If you’re familiar with Italian popular cinema, you probably know that, along masterpieces like La dolce vita and Ladri di biciclette, together with contemporary hits such as Sorrentino’s La grande bellezza, Italy also has the infamous tradition od “cinepanettoni”. They come like a curse every year around Christmas (getting their name from traditional season cake Panettone) and take most cinema theaters by storm with their noisy mix of misogyny, vulgarity, euro-dance hits and some exotic location of mass tourism.
Born in the early Eighties (1983’s Vacanze di Natale is traditionally considered the first of the series), cine panettoni regularly appear in mid-late december, fill all cinemas, hit the top of the charts and are the classical post lunch, Christmas day afternoon “treat”. This year has finally seen a decrease in the consumption of such titles, with less money earned so far (but Christmas day isn’t arrived yet) and, apparently, a growing desire from the general public to go and watch something, well, less obnoxious.
Nevertheless, a local cinema Festival Biografilm and its production company I Wonder Pictures decided to play in advance and provide cinema goers of Bologna an anti-cinepanettone refuge in the shape of a little pop-up cinema that will be open until the end of the Christmas season.

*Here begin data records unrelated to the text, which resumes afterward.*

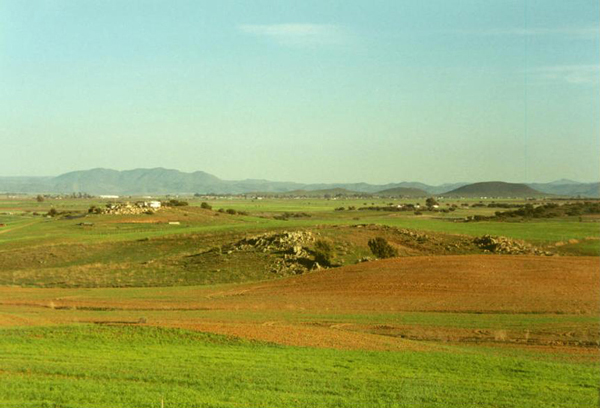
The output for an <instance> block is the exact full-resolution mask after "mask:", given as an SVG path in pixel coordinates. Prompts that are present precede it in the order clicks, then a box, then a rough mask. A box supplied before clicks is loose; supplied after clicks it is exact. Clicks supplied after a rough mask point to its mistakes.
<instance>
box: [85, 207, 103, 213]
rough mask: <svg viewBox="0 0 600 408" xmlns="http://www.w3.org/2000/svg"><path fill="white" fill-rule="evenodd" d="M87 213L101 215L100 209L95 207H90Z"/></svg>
mask: <svg viewBox="0 0 600 408" xmlns="http://www.w3.org/2000/svg"><path fill="white" fill-rule="evenodd" d="M88 213H89V214H102V208H100V207H96V206H95V205H92V206H91V207H90V208H89V209H88Z"/></svg>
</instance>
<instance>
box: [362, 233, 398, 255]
mask: <svg viewBox="0 0 600 408" xmlns="http://www.w3.org/2000/svg"><path fill="white" fill-rule="evenodd" d="M369 249H370V250H371V252H372V253H373V255H375V256H376V257H377V258H381V259H384V258H394V257H396V256H398V251H397V250H396V248H394V247H393V246H391V245H390V244H389V242H387V240H386V239H385V238H382V237H377V238H373V239H370V240H369Z"/></svg>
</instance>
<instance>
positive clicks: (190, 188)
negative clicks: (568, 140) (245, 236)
mask: <svg viewBox="0 0 600 408" xmlns="http://www.w3.org/2000/svg"><path fill="white" fill-rule="evenodd" d="M496 183H497V184H496V185H494V184H493V183H476V184H468V183H449V184H448V183H447V184H441V185H437V186H433V185H428V184H424V183H419V182H406V181H403V182H398V183H388V184H380V185H378V184H369V183H329V184H327V183H313V184H308V183H296V182H287V181H270V180H262V179H246V180H223V179H220V178H219V177H216V176H214V175H212V174H209V173H206V172H203V171H196V172H193V173H185V172H181V171H178V170H172V169H165V168H160V167H159V168H152V169H134V170H124V171H118V170H111V169H103V168H97V169H91V170H82V171H73V172H69V173H65V174H62V175H60V176H57V177H0V193H29V194H31V193H34V194H38V193H51V194H56V193H60V194H70V193H88V194H95V195H98V194H117V195H148V194H156V195H160V194H194V193H200V194H209V193H215V194H246V193H253V192H257V191H260V192H261V194H268V193H270V194H281V193H298V194H304V195H307V196H311V195H312V196H319V195H325V194H330V195H334V196H335V195H338V194H339V195H364V194H384V195H389V196H405V197H423V196H427V195H459V196H460V195H465V196H486V197H487V196H494V197H496V196H497V197H501V196H502V197H504V196H509V197H523V196H539V195H544V194H552V195H562V196H569V197H577V196H581V197H599V196H600V183H578V182H576V181H572V180H557V181H554V182H551V183H530V184H527V185H525V184H514V183H502V182H496ZM486 185H487V186H486ZM473 186H475V187H473ZM517 186H518V187H517ZM463 187H464V188H465V189H464V190H461V188H463ZM311 192H315V193H311Z"/></svg>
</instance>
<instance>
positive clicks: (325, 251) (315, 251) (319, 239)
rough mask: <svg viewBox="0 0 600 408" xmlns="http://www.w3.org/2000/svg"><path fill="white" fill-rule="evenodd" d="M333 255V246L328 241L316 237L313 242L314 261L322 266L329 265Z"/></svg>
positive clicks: (329, 241) (333, 254) (333, 256)
mask: <svg viewBox="0 0 600 408" xmlns="http://www.w3.org/2000/svg"><path fill="white" fill-rule="evenodd" d="M334 257H335V247H334V246H333V243H331V242H330V241H326V240H324V239H318V240H317V241H316V242H315V261H317V262H318V263H320V264H321V265H324V266H331V262H332V261H333V258H334Z"/></svg>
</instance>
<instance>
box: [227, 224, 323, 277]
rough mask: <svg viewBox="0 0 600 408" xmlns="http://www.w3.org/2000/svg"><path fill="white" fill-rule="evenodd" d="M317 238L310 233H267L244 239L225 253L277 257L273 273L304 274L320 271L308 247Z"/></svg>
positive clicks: (287, 274)
mask: <svg viewBox="0 0 600 408" xmlns="http://www.w3.org/2000/svg"><path fill="white" fill-rule="evenodd" d="M315 240H316V239H315V236H314V234H313V233H312V232H308V231H284V232H282V233H267V234H261V235H256V236H254V237H249V238H244V239H242V240H241V241H238V242H237V243H235V244H233V245H231V246H229V247H225V248H223V252H225V253H232V252H233V251H260V252H264V253H268V254H272V255H275V257H274V260H273V264H272V272H273V273H277V274H281V275H291V274H302V273H304V272H306V271H308V270H313V269H320V265H319V264H318V263H317V262H315V261H314V257H313V256H312V251H311V250H310V249H308V248H307V247H306V245H308V244H310V243H313V242H315Z"/></svg>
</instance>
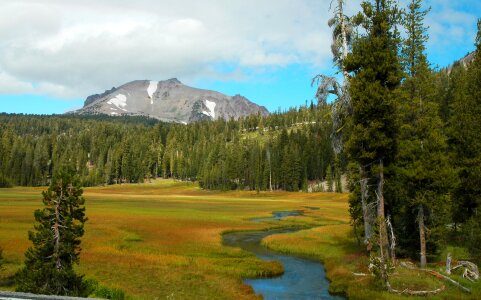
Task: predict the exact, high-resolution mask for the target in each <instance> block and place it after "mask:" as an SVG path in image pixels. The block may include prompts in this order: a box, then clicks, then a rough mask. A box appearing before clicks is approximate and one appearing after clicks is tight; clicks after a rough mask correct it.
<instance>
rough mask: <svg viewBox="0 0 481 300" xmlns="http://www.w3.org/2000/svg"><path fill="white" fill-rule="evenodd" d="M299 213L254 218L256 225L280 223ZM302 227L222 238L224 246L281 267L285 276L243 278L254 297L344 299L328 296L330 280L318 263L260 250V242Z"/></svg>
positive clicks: (260, 248) (264, 297) (337, 297)
mask: <svg viewBox="0 0 481 300" xmlns="http://www.w3.org/2000/svg"><path fill="white" fill-rule="evenodd" d="M301 214H302V212H300V211H290V212H286V211H284V212H274V213H273V216H272V217H270V218H263V219H255V220H253V221H255V222H261V221H267V220H269V221H272V220H280V219H281V218H283V217H287V216H299V215H301ZM300 229H301V228H288V229H272V230H267V231H254V232H233V233H229V234H226V235H224V244H225V245H227V246H231V247H240V248H242V249H244V250H246V251H250V252H252V253H254V254H255V255H256V256H257V257H259V258H260V259H263V260H276V261H279V262H280V263H281V264H282V265H283V266H284V274H283V275H281V276H278V277H274V278H259V279H245V280H244V282H245V283H246V284H249V285H251V286H252V288H253V289H254V291H255V292H256V293H257V294H261V295H262V296H263V297H264V299H268V300H269V299H343V298H341V297H338V296H332V295H330V294H329V292H328V289H329V281H327V279H326V274H325V271H324V267H323V266H322V264H321V263H320V262H318V261H314V260H309V259H304V258H300V257H296V256H290V255H281V254H278V253H276V252H274V251H271V250H269V249H267V248H265V247H262V246H261V244H260V242H261V240H262V239H263V238H264V237H266V236H269V235H272V234H277V233H288V232H295V231H298V230H300Z"/></svg>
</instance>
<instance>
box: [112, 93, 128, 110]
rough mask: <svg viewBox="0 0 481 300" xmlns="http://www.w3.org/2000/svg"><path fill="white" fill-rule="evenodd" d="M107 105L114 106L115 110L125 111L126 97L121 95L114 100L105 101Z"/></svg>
mask: <svg viewBox="0 0 481 300" xmlns="http://www.w3.org/2000/svg"><path fill="white" fill-rule="evenodd" d="M107 103H108V104H110V105H115V106H116V107H117V108H119V109H121V110H123V111H127V110H126V109H125V108H124V107H126V106H127V97H126V96H125V95H123V94H118V95H117V96H115V97H114V98H112V99H110V100H109V101H107Z"/></svg>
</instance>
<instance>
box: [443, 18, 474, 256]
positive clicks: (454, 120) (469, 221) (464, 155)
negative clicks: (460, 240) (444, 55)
mask: <svg viewBox="0 0 481 300" xmlns="http://www.w3.org/2000/svg"><path fill="white" fill-rule="evenodd" d="M475 45H476V53H475V55H474V60H473V61H472V62H471V64H470V65H468V68H467V70H466V71H461V72H460V74H459V75H458V76H457V77H456V80H457V81H456V82H455V84H456V87H457V88H456V91H455V93H454V97H453V98H454V99H453V103H452V114H451V118H450V138H451V140H450V142H451V146H452V147H453V148H454V153H453V157H455V158H456V169H457V175H458V178H459V181H458V184H457V186H456V188H455V189H454V192H453V199H455V201H454V202H453V212H454V216H453V220H454V222H455V223H456V224H463V223H465V224H464V225H463V231H464V233H465V234H467V235H466V236H465V237H473V238H472V239H470V238H467V239H466V240H465V242H466V243H467V246H468V247H469V249H470V250H471V251H472V252H471V253H472V255H473V256H479V251H478V248H479V246H474V244H473V242H474V241H478V240H479V228H480V227H481V223H480V222H481V218H480V217H479V212H478V210H479V209H480V208H481V140H480V139H479V136H480V135H481V127H480V126H479V124H481V19H480V20H478V34H477V38H476V43H475ZM476 234H477V237H478V238H476V237H475V235H476ZM478 245H479V244H478Z"/></svg>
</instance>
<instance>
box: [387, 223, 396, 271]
mask: <svg viewBox="0 0 481 300" xmlns="http://www.w3.org/2000/svg"><path fill="white" fill-rule="evenodd" d="M386 225H387V229H388V230H389V240H390V245H389V250H390V254H391V261H392V263H393V265H394V264H396V237H395V236H394V229H393V227H392V223H391V217H390V216H388V217H387V220H386Z"/></svg>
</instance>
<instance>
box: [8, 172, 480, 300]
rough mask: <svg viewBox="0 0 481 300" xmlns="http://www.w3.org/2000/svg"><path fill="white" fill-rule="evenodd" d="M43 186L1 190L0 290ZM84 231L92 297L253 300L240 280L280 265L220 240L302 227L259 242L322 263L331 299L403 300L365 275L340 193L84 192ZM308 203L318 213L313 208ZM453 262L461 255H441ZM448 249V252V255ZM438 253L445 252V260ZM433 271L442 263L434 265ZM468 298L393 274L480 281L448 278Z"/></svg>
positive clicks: (261, 274) (283, 192) (348, 218)
mask: <svg viewBox="0 0 481 300" xmlns="http://www.w3.org/2000/svg"><path fill="white" fill-rule="evenodd" d="M42 190H44V188H19V187H16V188H11V189H0V247H2V248H3V249H4V257H5V260H6V265H5V269H4V270H2V271H0V290H12V289H14V288H15V286H14V282H13V280H12V275H13V274H14V273H15V272H16V271H17V270H18V269H19V268H20V267H21V266H22V263H23V260H24V252H25V250H26V249H27V248H28V247H29V246H30V242H29V241H28V238H27V233H28V230H32V229H33V224H34V222H33V211H34V210H35V209H38V208H41V207H42V203H41V195H40V193H41V191H42ZM84 196H85V198H86V207H87V217H88V218H89V220H88V222H87V223H86V228H85V230H86V234H85V236H84V237H83V239H82V248H83V250H82V254H81V263H80V265H79V266H78V268H77V269H78V271H79V272H80V273H82V274H85V275H86V278H88V279H89V280H91V281H92V282H95V283H96V284H97V289H96V292H95V293H94V294H92V296H97V297H107V296H108V297H116V298H118V299H122V298H123V297H124V298H127V299H154V298H162V299H164V298H168V299H212V298H216V299H256V298H258V297H257V296H256V295H255V294H254V293H253V291H252V289H251V288H250V287H249V286H246V285H244V284H243V283H242V278H245V277H249V278H254V277H263V276H271V275H275V274H280V273H282V272H283V270H282V266H281V265H279V264H278V263H277V262H266V261H261V260H259V259H257V258H256V257H255V256H253V255H252V254H250V253H248V252H245V251H243V250H241V249H238V248H231V247H226V246H223V245H222V243H221V240H222V234H223V233H225V232H229V231H238V230H261V229H266V228H269V227H273V226H305V227H306V228H310V229H306V230H301V231H298V232H295V233H289V234H279V235H273V236H269V237H267V238H265V239H264V240H263V243H264V245H266V246H267V247H270V248H272V249H275V250H277V251H280V252H284V253H289V254H297V255H302V256H306V257H309V258H312V259H316V260H320V261H322V262H323V263H324V265H325V267H326V274H327V276H328V278H329V279H330V281H331V285H330V289H331V291H332V292H334V293H340V294H344V295H348V296H349V298H352V299H404V298H407V297H405V296H396V295H390V294H388V293H386V292H383V291H382V290H381V289H379V288H377V287H376V286H375V284H374V283H373V280H372V278H371V277H370V276H367V277H356V276H354V275H353V272H363V273H368V270H367V265H368V259H367V257H366V256H365V255H364V254H363V253H362V252H361V251H360V249H361V247H359V246H358V245H357V243H356V241H355V238H354V237H353V236H352V232H351V228H350V225H349V215H348V210H347V209H348V204H347V195H346V194H334V193H312V194H305V193H286V192H273V193H270V192H261V193H259V194H257V193H256V192H247V191H232V192H212V191H203V190H201V189H199V188H198V186H197V185H195V184H192V183H186V182H175V181H172V180H158V181H154V182H152V183H145V184H131V185H116V186H107V187H96V188H86V189H85V193H84ZM306 207H318V208H320V209H318V210H312V209H309V208H306ZM282 210H303V211H304V213H305V214H304V216H299V217H288V218H285V219H283V220H282V221H280V222H261V223H254V222H251V221H250V220H251V219H253V218H259V217H267V216H270V215H271V212H272V211H282ZM446 251H450V252H451V253H453V254H454V255H455V257H459V255H461V256H462V255H464V254H465V252H463V249H461V248H456V247H451V248H449V249H446ZM446 253H447V252H446ZM443 255H444V254H443ZM431 268H434V269H436V270H437V271H440V270H442V268H443V266H442V265H441V264H440V265H432V266H431ZM454 277H455V278H456V280H459V281H460V282H462V284H463V285H465V286H468V287H470V288H472V290H473V294H471V295H468V294H463V293H462V292H461V291H460V290H459V289H457V288H456V287H453V286H451V285H450V284H449V283H446V282H444V281H440V280H439V279H436V278H434V277H433V276H431V275H427V274H425V273H422V272H416V271H410V270H405V269H402V268H398V269H397V270H396V271H395V273H394V274H393V276H392V277H391V283H392V285H393V287H394V288H396V289H405V288H410V289H418V288H419V289H434V288H438V287H440V286H441V285H445V286H446V291H444V292H443V293H441V294H439V295H438V296H436V297H432V298H433V299H481V289H480V284H473V283H470V282H468V281H467V280H465V279H463V278H461V277H460V275H459V274H458V275H455V276H454Z"/></svg>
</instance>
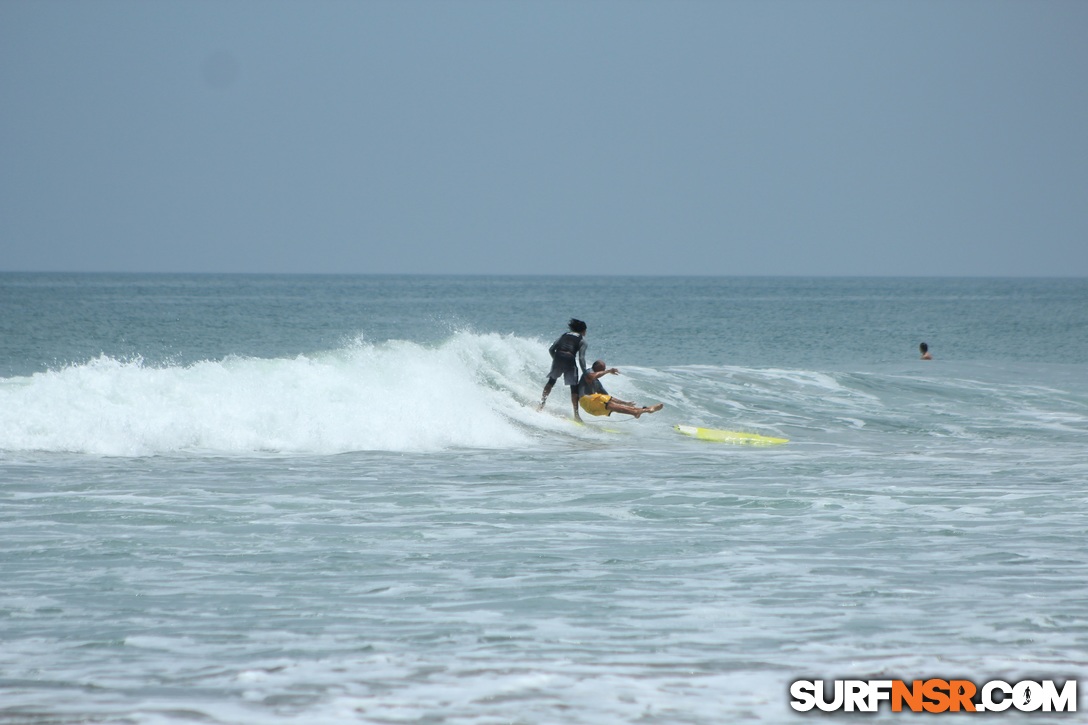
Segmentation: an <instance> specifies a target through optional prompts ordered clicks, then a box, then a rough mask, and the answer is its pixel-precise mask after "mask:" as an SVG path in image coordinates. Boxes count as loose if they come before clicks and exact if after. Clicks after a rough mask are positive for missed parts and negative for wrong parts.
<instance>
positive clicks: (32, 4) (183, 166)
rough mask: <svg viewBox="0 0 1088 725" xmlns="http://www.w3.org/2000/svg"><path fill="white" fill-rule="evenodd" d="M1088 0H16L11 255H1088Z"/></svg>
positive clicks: (130, 263) (7, 128) (496, 257)
mask: <svg viewBox="0 0 1088 725" xmlns="http://www.w3.org/2000/svg"><path fill="white" fill-rule="evenodd" d="M1086 38H1088V2H1085V1H1083V0H1067V1H1059V0H1053V1H1051V0H1030V1H1028V0H1023V1H1009V0H939V1H938V0H852V1H840V0H791V1H786V0H753V1H741V0H738V1H729V0H721V1H710V0H700V1H692V0H668V1H665V0H660V1H658V0H622V1H604V0H579V1H573V0H521V1H515V0H509V1H505V0H394V1H385V0H359V1H349V0H305V1H304V0H297V1H293V2H285V1H283V0H230V1H227V0H214V1H213V0H156V1H153V2H148V1H146V0H95V1H94V2H77V1H75V0H34V1H30V0H0V271H72V272H82V271H94V272H251V273H265V272H275V273H281V272H300V273H351V274H360V273H361V274H368V273H423V274H590V275H592V274H714V275H927V277H928V275H934V277H945V275H951V277H961V275H969V277H1022V275H1024V277H1051V275H1062V277H1086V275H1088V42H1086V40H1085V39H1086Z"/></svg>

Located inside the Oratorio San Filippo Neri, a few steps from Piazza Maggiore and usually devoted to theatre and concerts, it will screen for all the holiday season Louise en hiver (or Le stagioni di Louise in the italian version), an animated picture from French director Jean-François Laguionie. The idea behind this temporary cinema, as Biografilm’s creator Andrea Romeo puts it, was to «Save a space for quality cinema even when most theaters are invaded by cinepanettoni».
And this Le stagioni di Louise couldn’t be farther from that kind of Christmas blockbuster: slow and poetic, all pale blue and sand, it tells the story of an elderly woman that, when the last train to town leaves without her, remains stuck in her seaside village all by herself. Once she realizes that no relative seems to notice her absence and no one will come to take her away, she starts organizing her new, isolated life. First she becomes a lady Robinson Crusoue arranging her own cabin, then she meets the only other living creature in the area, an old dog, and becomes best friends with him.
Finally she begins walking between the beach and her memories. Like gentle waves, moments of the past, the innocence of her own youth and the reminders of what she loved all come back to take her company, while she embraces solitude in an endearing way. Despite being animated in 3D, the movie has an almost tactile feel in the use of pastels and in the open homage to the late XIX century French painters. Filled with nostalgia and poetry, Le stagioni di Louise is indeed an antithesis, or antidote, to the plastic package of a cinepanettone.
The movie is also available in VO once a week (should be on tuesday, but better to check on the website), but if you chose to practice some Italian you can enjoy celebrated Italian actress Piera degli Esposti‘s voice as the main character. A super famous theatre actress, Degli Esposti will also receive a lifetime award in the next edition of Biografilm Festival. But that will be in June. As for now, what most intrigues me is finding out how many people will visit this little experiment of “rebel cinema” and how a pop-up space hosting a French animation movie for adults will keep up with the invasion of cinepanettoni.